Durante a manhã o movimento parecia bem limitado, os policiais estavam confraternizando na entrada e o ambiente parecia receptivo, isso me deixou aliviado, a última coisa que queríamos era um local inóspito e violento, já que estávamos com minha sobrinha.

A ideia era deixar Vitória em um lugar mais divertido enquanto estivéssemos na presença da delegada, falando sobre a morte da mãe dela, mas isso se tornou impossível devido à insistência da garota em não ficar sozinha, o que eu entendia completamente.

Nos apresentamos na recepção para um homem gentil, seu nome era Cassius, funcionário público de longa data, possivelmente prestes a se aposentar, ele era uma voz gentil e acolhedora naquele ambiente movimentado, em alguns instantes eu perceberia o contraste entre ele e a delegada.

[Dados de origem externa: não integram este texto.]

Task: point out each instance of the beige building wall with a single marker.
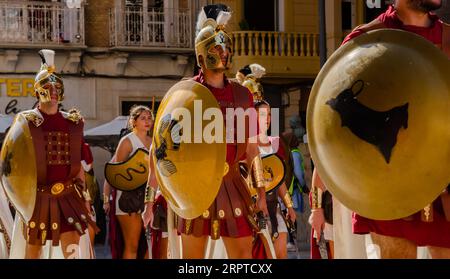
(302, 16)
(97, 22)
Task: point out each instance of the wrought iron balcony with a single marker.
(156, 29)
(36, 24)
(282, 54)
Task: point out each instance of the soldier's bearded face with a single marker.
(425, 5)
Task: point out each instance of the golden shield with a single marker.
(18, 160)
(130, 174)
(378, 123)
(189, 165)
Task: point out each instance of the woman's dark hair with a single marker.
(259, 103)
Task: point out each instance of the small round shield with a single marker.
(130, 174)
(378, 124)
(19, 175)
(274, 172)
(188, 152)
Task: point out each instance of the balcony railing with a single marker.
(275, 44)
(283, 54)
(156, 28)
(40, 23)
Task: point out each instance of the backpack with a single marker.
(294, 182)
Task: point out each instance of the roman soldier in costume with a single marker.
(49, 194)
(396, 214)
(271, 148)
(225, 208)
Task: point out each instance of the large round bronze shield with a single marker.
(379, 124)
(189, 163)
(19, 176)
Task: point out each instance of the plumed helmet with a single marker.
(46, 78)
(249, 77)
(211, 35)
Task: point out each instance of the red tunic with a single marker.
(434, 233)
(230, 208)
(57, 123)
(53, 211)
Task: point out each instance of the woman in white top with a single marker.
(141, 123)
(272, 145)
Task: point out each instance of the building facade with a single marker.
(115, 53)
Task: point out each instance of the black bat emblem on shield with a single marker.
(379, 128)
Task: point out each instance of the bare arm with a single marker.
(252, 156)
(284, 195)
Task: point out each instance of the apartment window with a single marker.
(347, 13)
(259, 15)
(126, 105)
(372, 13)
(157, 23)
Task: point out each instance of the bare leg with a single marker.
(394, 247)
(164, 246)
(131, 226)
(238, 248)
(439, 252)
(280, 245)
(193, 247)
(331, 244)
(70, 244)
(33, 251)
(91, 235)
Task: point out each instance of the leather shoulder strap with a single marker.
(37, 136)
(240, 97)
(446, 39)
(373, 25)
(76, 133)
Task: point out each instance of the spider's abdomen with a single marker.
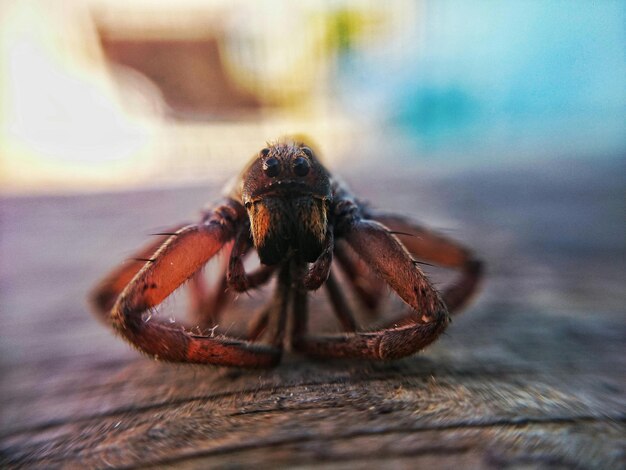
(281, 226)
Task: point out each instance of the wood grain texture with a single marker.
(531, 376)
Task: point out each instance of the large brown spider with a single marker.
(297, 217)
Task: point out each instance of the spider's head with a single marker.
(286, 192)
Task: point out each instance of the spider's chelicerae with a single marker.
(300, 220)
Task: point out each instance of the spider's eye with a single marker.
(271, 166)
(301, 166)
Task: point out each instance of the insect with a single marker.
(301, 221)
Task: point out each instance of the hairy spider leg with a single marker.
(106, 292)
(176, 261)
(368, 287)
(389, 259)
(427, 245)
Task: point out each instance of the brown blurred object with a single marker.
(189, 72)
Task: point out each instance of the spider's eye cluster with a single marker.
(301, 166)
(271, 166)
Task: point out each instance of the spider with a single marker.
(300, 220)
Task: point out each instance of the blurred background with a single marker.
(101, 94)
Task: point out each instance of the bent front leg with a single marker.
(427, 245)
(175, 262)
(421, 326)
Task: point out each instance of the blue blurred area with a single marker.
(531, 76)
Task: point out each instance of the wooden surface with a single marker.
(531, 376)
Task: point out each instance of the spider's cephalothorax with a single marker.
(286, 192)
(304, 225)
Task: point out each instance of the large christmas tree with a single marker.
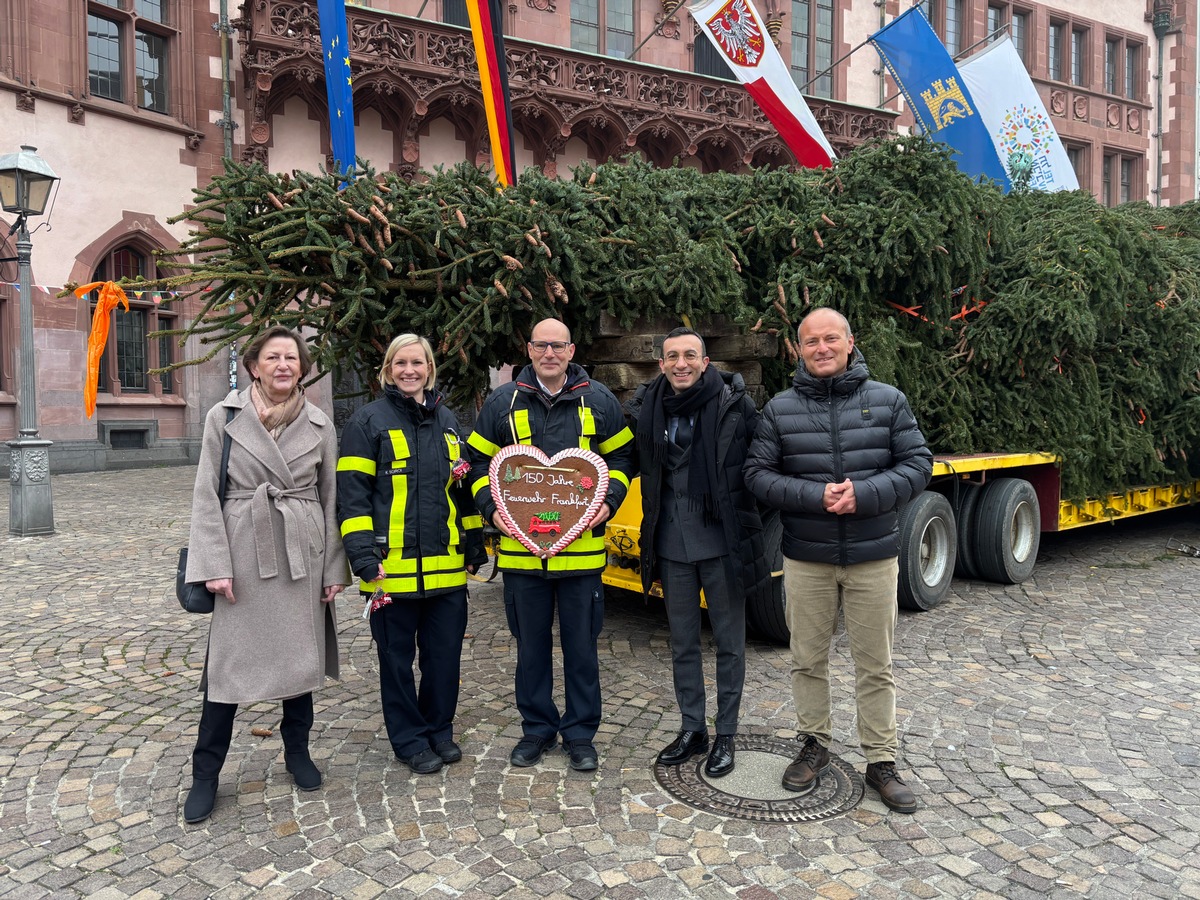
(1020, 322)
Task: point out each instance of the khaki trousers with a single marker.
(867, 595)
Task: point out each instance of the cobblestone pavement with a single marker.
(1049, 730)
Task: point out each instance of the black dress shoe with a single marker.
(582, 755)
(531, 749)
(720, 760)
(684, 747)
(423, 763)
(201, 799)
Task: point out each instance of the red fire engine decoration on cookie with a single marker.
(546, 502)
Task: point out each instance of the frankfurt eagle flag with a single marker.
(737, 30)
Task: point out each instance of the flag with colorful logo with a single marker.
(937, 95)
(487, 30)
(335, 46)
(1020, 127)
(737, 30)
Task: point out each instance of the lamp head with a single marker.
(25, 183)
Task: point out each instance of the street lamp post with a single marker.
(25, 183)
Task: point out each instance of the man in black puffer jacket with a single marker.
(839, 455)
(700, 529)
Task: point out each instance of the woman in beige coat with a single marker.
(273, 556)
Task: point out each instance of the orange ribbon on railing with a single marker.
(111, 294)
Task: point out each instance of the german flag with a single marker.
(487, 29)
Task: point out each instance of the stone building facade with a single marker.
(135, 103)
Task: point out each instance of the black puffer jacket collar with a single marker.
(841, 384)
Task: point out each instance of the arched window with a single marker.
(131, 353)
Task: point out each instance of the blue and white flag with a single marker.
(1017, 118)
(937, 95)
(335, 47)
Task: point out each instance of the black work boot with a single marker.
(294, 730)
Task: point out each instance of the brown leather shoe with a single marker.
(893, 791)
(807, 768)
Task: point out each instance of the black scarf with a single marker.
(659, 405)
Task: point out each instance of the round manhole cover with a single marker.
(754, 790)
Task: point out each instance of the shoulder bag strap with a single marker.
(225, 457)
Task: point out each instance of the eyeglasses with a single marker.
(543, 346)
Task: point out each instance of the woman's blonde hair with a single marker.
(394, 348)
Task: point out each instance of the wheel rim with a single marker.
(1023, 531)
(935, 556)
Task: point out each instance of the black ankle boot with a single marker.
(304, 772)
(201, 799)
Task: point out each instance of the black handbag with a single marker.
(193, 597)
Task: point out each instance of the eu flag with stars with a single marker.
(937, 94)
(339, 84)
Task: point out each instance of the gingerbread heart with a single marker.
(546, 502)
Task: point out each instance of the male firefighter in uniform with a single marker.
(552, 405)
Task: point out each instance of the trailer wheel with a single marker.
(928, 541)
(965, 565)
(766, 616)
(1008, 531)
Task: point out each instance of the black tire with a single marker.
(964, 516)
(928, 545)
(1008, 531)
(766, 616)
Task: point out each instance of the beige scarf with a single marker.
(276, 417)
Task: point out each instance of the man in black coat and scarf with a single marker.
(700, 529)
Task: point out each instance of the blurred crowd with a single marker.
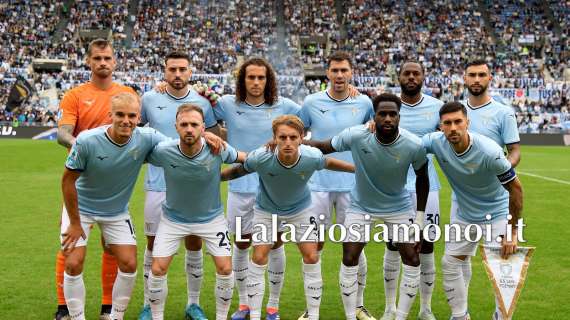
(525, 42)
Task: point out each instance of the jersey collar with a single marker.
(183, 97)
(415, 104)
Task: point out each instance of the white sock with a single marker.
(454, 285)
(122, 291)
(194, 275)
(408, 290)
(466, 270)
(255, 289)
(313, 288)
(362, 271)
(427, 280)
(240, 261)
(157, 292)
(147, 264)
(74, 292)
(348, 283)
(391, 273)
(275, 275)
(224, 292)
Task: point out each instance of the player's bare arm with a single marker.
(233, 172)
(74, 231)
(422, 187)
(514, 153)
(325, 146)
(338, 165)
(65, 135)
(514, 188)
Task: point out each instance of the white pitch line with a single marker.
(543, 177)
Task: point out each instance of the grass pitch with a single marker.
(30, 195)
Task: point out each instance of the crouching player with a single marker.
(101, 171)
(192, 207)
(283, 191)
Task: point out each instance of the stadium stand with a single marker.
(526, 43)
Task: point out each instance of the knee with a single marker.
(193, 244)
(259, 258)
(128, 265)
(311, 258)
(242, 245)
(73, 266)
(158, 269)
(224, 270)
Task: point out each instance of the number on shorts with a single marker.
(433, 218)
(224, 239)
(128, 221)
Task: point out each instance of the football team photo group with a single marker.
(368, 163)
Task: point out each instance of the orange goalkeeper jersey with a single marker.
(87, 106)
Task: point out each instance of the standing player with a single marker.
(491, 119)
(85, 107)
(382, 162)
(159, 111)
(192, 207)
(419, 115)
(326, 114)
(487, 191)
(100, 175)
(283, 191)
(248, 116)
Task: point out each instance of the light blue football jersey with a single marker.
(381, 170)
(282, 190)
(249, 127)
(159, 111)
(327, 117)
(108, 170)
(420, 119)
(495, 121)
(192, 183)
(475, 175)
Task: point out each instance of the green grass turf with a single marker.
(31, 201)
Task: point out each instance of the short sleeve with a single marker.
(229, 154)
(250, 164)
(220, 110)
(510, 132)
(342, 141)
(292, 107)
(69, 110)
(209, 118)
(305, 114)
(321, 160)
(77, 158)
(370, 110)
(153, 157)
(427, 143)
(420, 158)
(501, 167)
(144, 108)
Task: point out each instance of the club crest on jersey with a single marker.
(89, 102)
(134, 153)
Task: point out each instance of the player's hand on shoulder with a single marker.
(352, 91)
(71, 236)
(215, 143)
(207, 92)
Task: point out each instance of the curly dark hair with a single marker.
(270, 92)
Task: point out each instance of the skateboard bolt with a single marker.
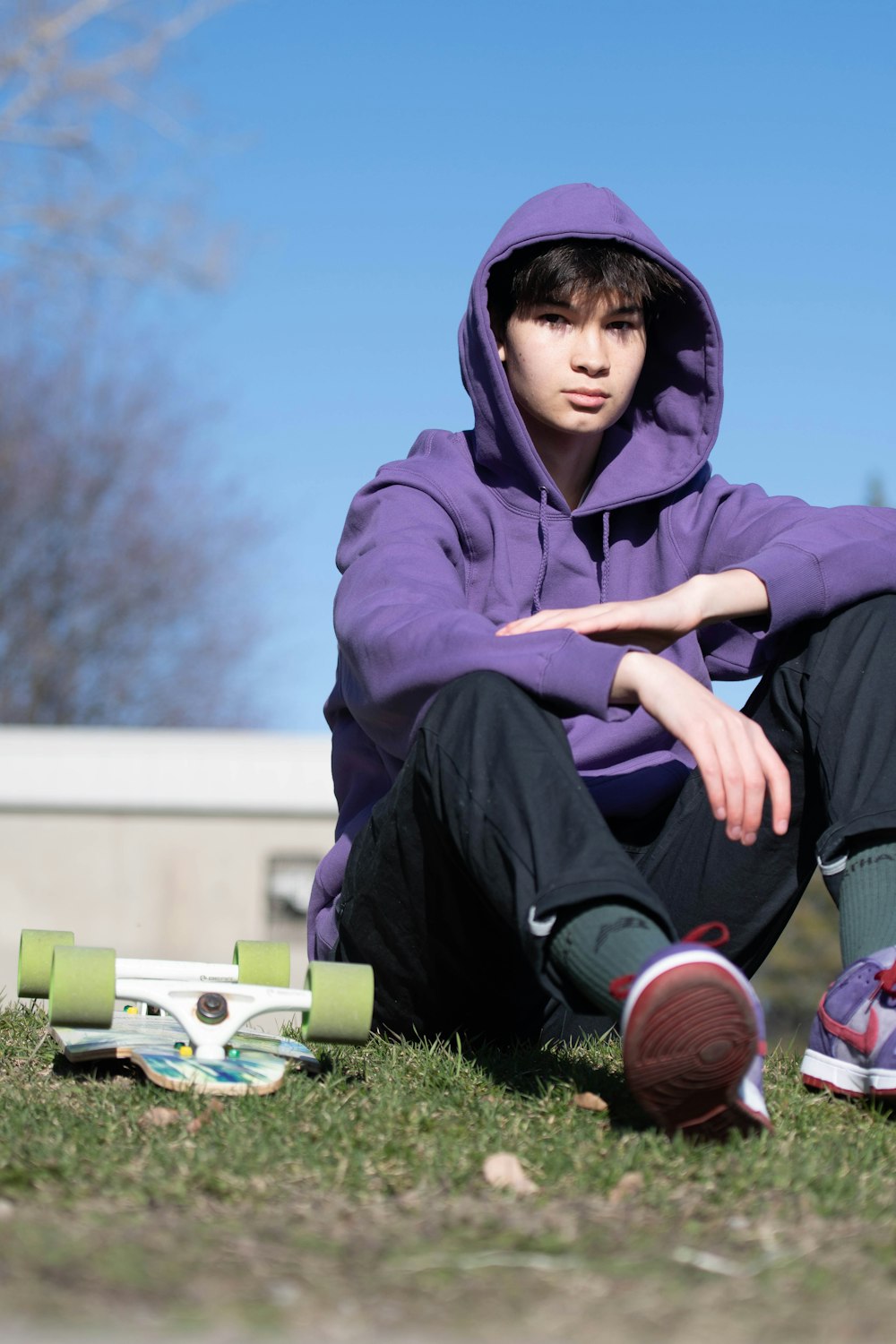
(211, 1007)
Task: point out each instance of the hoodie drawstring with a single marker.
(546, 548)
(605, 558)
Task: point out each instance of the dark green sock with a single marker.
(868, 898)
(597, 943)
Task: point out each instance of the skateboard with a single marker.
(185, 1021)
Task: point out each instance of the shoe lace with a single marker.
(702, 933)
(887, 980)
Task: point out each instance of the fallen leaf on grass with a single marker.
(504, 1171)
(159, 1116)
(625, 1187)
(198, 1121)
(590, 1101)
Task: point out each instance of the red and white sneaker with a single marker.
(694, 1043)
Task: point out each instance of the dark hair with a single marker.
(555, 271)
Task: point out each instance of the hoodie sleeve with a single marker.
(813, 561)
(405, 628)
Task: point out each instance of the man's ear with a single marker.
(500, 335)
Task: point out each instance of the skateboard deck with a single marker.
(257, 1062)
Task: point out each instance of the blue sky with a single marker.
(367, 153)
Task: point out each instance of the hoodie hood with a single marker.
(668, 432)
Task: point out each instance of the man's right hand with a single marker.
(734, 755)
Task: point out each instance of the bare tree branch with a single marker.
(124, 596)
(65, 67)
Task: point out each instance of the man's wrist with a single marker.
(625, 688)
(728, 596)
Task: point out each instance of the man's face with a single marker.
(573, 367)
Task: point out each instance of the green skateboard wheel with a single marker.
(263, 962)
(341, 1003)
(82, 986)
(35, 960)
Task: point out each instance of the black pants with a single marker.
(487, 832)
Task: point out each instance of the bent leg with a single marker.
(829, 710)
(454, 883)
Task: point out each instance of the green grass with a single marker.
(359, 1196)
(389, 1118)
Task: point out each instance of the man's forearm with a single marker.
(728, 596)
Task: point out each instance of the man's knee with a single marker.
(872, 621)
(473, 691)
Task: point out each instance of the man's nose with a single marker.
(590, 352)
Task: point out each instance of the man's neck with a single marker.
(571, 464)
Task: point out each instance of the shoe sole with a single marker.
(689, 1037)
(845, 1078)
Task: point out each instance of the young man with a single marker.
(538, 793)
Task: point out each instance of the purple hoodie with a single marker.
(470, 531)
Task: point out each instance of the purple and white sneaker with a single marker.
(852, 1043)
(694, 1045)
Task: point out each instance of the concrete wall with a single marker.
(159, 844)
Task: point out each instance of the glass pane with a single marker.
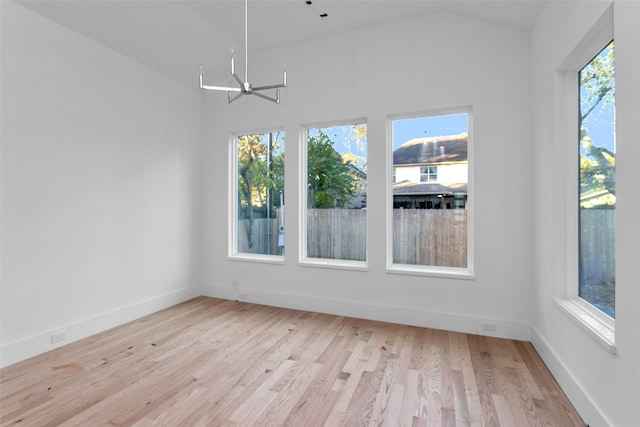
(430, 190)
(261, 194)
(336, 192)
(597, 151)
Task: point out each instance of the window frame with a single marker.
(593, 321)
(303, 259)
(431, 174)
(467, 272)
(233, 201)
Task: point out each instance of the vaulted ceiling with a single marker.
(175, 36)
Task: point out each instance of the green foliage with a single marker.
(260, 175)
(330, 181)
(597, 88)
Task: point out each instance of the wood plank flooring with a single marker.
(211, 362)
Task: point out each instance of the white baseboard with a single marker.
(406, 316)
(34, 345)
(584, 404)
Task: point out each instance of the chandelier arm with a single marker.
(245, 87)
(231, 99)
(269, 87)
(235, 76)
(269, 98)
(223, 88)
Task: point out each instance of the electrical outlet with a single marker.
(58, 336)
(488, 326)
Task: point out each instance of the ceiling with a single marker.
(175, 36)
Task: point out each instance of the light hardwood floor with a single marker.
(211, 362)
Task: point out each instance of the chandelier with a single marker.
(245, 88)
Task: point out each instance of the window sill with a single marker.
(333, 263)
(265, 259)
(449, 272)
(599, 329)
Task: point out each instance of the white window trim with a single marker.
(303, 260)
(232, 199)
(428, 270)
(594, 322)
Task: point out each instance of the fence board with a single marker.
(597, 245)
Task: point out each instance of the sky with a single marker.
(403, 130)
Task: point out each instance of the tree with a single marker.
(330, 181)
(259, 172)
(597, 88)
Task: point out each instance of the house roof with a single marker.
(418, 188)
(434, 150)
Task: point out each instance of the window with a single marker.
(428, 174)
(336, 193)
(258, 228)
(597, 182)
(429, 217)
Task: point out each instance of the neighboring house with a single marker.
(431, 173)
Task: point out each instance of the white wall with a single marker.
(100, 186)
(410, 66)
(605, 388)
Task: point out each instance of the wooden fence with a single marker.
(597, 245)
(264, 236)
(421, 236)
(435, 237)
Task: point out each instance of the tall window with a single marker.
(429, 222)
(336, 197)
(259, 169)
(597, 178)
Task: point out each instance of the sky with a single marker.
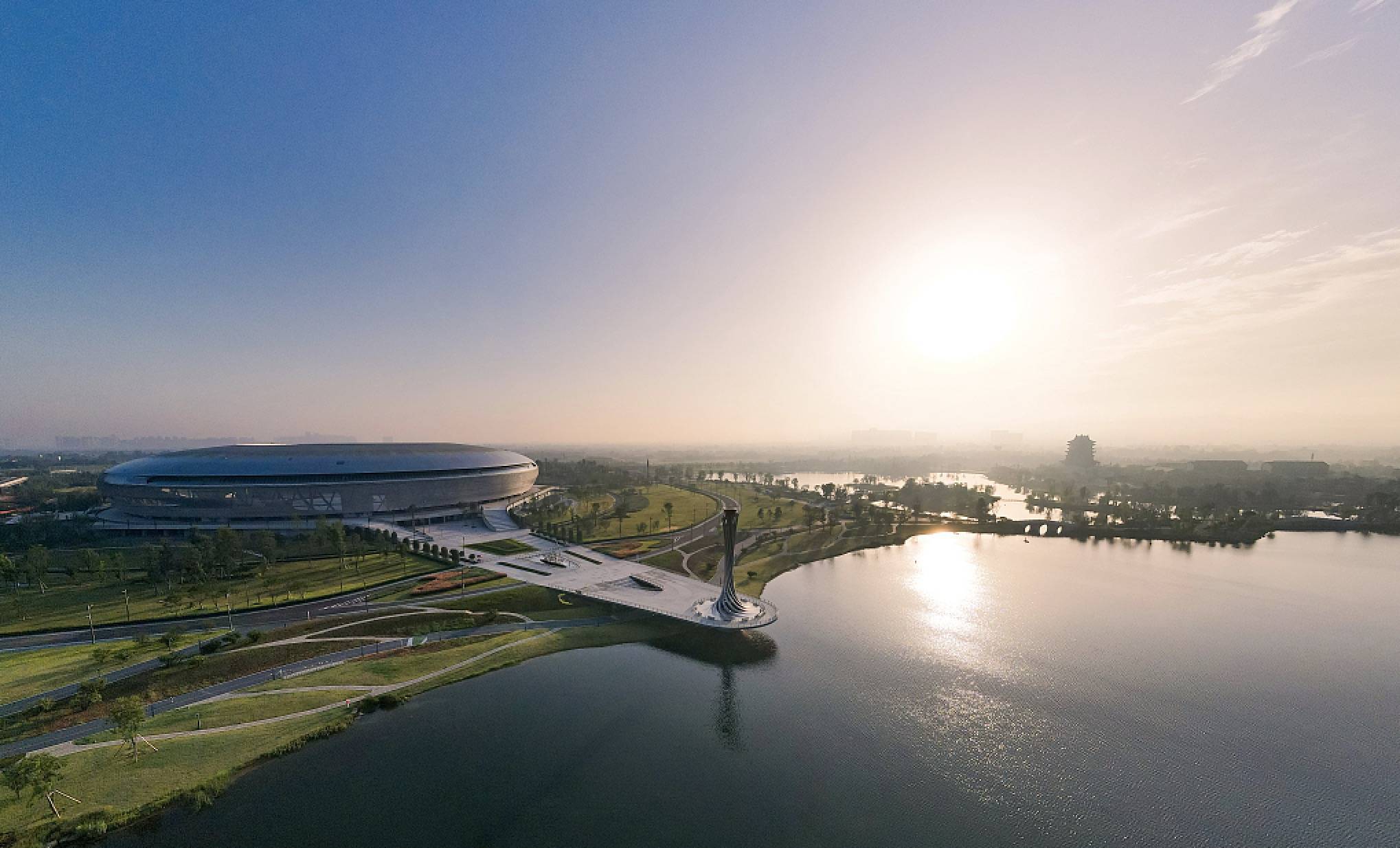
(702, 222)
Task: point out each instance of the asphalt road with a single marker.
(338, 605)
(76, 732)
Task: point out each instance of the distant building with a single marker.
(271, 482)
(308, 438)
(1079, 453)
(1219, 466)
(1006, 439)
(877, 438)
(1298, 469)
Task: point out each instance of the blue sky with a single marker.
(593, 222)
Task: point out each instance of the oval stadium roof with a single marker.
(260, 460)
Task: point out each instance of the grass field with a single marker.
(633, 547)
(299, 579)
(232, 711)
(565, 640)
(396, 666)
(527, 599)
(163, 683)
(403, 625)
(114, 787)
(25, 673)
(409, 594)
(751, 501)
(667, 559)
(688, 508)
(503, 546)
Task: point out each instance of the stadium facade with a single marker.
(278, 482)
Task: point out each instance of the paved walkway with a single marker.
(45, 740)
(66, 748)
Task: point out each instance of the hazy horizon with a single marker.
(701, 223)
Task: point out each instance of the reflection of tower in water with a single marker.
(728, 652)
(727, 713)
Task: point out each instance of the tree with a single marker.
(44, 777)
(90, 693)
(17, 777)
(128, 715)
(91, 562)
(37, 566)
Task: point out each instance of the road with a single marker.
(76, 732)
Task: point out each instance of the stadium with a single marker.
(279, 482)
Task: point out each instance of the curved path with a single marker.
(334, 605)
(238, 625)
(54, 737)
(71, 748)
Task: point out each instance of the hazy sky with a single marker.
(666, 222)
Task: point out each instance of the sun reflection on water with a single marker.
(948, 581)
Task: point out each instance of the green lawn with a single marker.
(405, 625)
(111, 785)
(299, 579)
(503, 546)
(396, 666)
(752, 500)
(25, 673)
(688, 508)
(163, 683)
(667, 559)
(408, 594)
(115, 788)
(535, 644)
(527, 599)
(232, 711)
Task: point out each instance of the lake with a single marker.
(956, 690)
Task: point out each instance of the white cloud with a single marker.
(1266, 31)
(1238, 256)
(1224, 303)
(1337, 49)
(1177, 222)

— Bom dia, meu nome é Cassius! Vocês devem ser o casal que a Thábata marcou para dar depoimento, certo?

— Sim, eu sou a Eleonor e esse é meu marido Heitor. Essa princesa aqui é a Vitória.

Vitória acenou na direção de Cassius e depois se escondeu atrás de mim.

— Ele é encantadora, me lembra minha filha quando tinha essa idade. Eu sei que vocês chegaram na hora, mas vou pedir que aguardem um pouco mais, a delegada está um tanto ocupada com alguns processos.

Atrás da mesa curva de vidro em que nosso anfitrião nos recebia, existia uma sala com armários de ferro e uma mulher sentada em frente a uma mesa retangular, o móvel estava lotado de papéis jogados e arquivos abertos.

— Sem problema, vamos sentar ali e esperar.

E esperamos, esperamos muito. Quando entramos na delegacia era por volta de 09:00 da manhã, o horário marcado com a delegada Thábata, contudo o tempo passou, o relógio marcava 11:00 horas e nada de sermos atendidos, manter Vitória quieta durante esse tempo foi uma tarefa complicada, minha sobrinha não era a garota mais quieta do mundo, e todo aquele açúcar do hotel estava fazendo o trabalho de deixá-la bem animada.

Para nossa sorte, Cassius já era avô e estava tranquilo na recepção, não entregavam muito trabalho ao velho homem e ele se dispôs a ajudar. Ainda naquela manhã ele me explicou que seu nome era uma homenagem ao pugilista Muhammad Ali. Seu pai era um grande fã da lenda do boxe e admirava seu ativismo nas causas raciais, isso me surpreendeu, foi a primeira pessoa com um discurso não conservador que encontrei em Porto Izmael.

Cassius e sua paciência de patriarca gentil deram a Vitória toda a tranquilidade necessária para entreter a criança, enquanto Eleonor e eu permanecíamos sentados, observando a delegacia e esperando eternamente por Thábata.

— Ela parece ser alguém bem ocupada. — Disse ao encarar a sala da delegada.

— Nem tanto.

— O que quer dizer?

— Ninguém entrou na sala dela a manhã inteira, ela não tocou em nenhum daqueles arquivos jogados na mesa, tudo que ela fez foi ficar olhando para a tela do computador, e claro, levantou para pegar água e olhar na nossa direção.

— Isso não quer dizer muita coisa, ela pode ter todos os processos digitalizados, os arquivos podem ser só um ou outro documento em formato físico que ela usa como consulta.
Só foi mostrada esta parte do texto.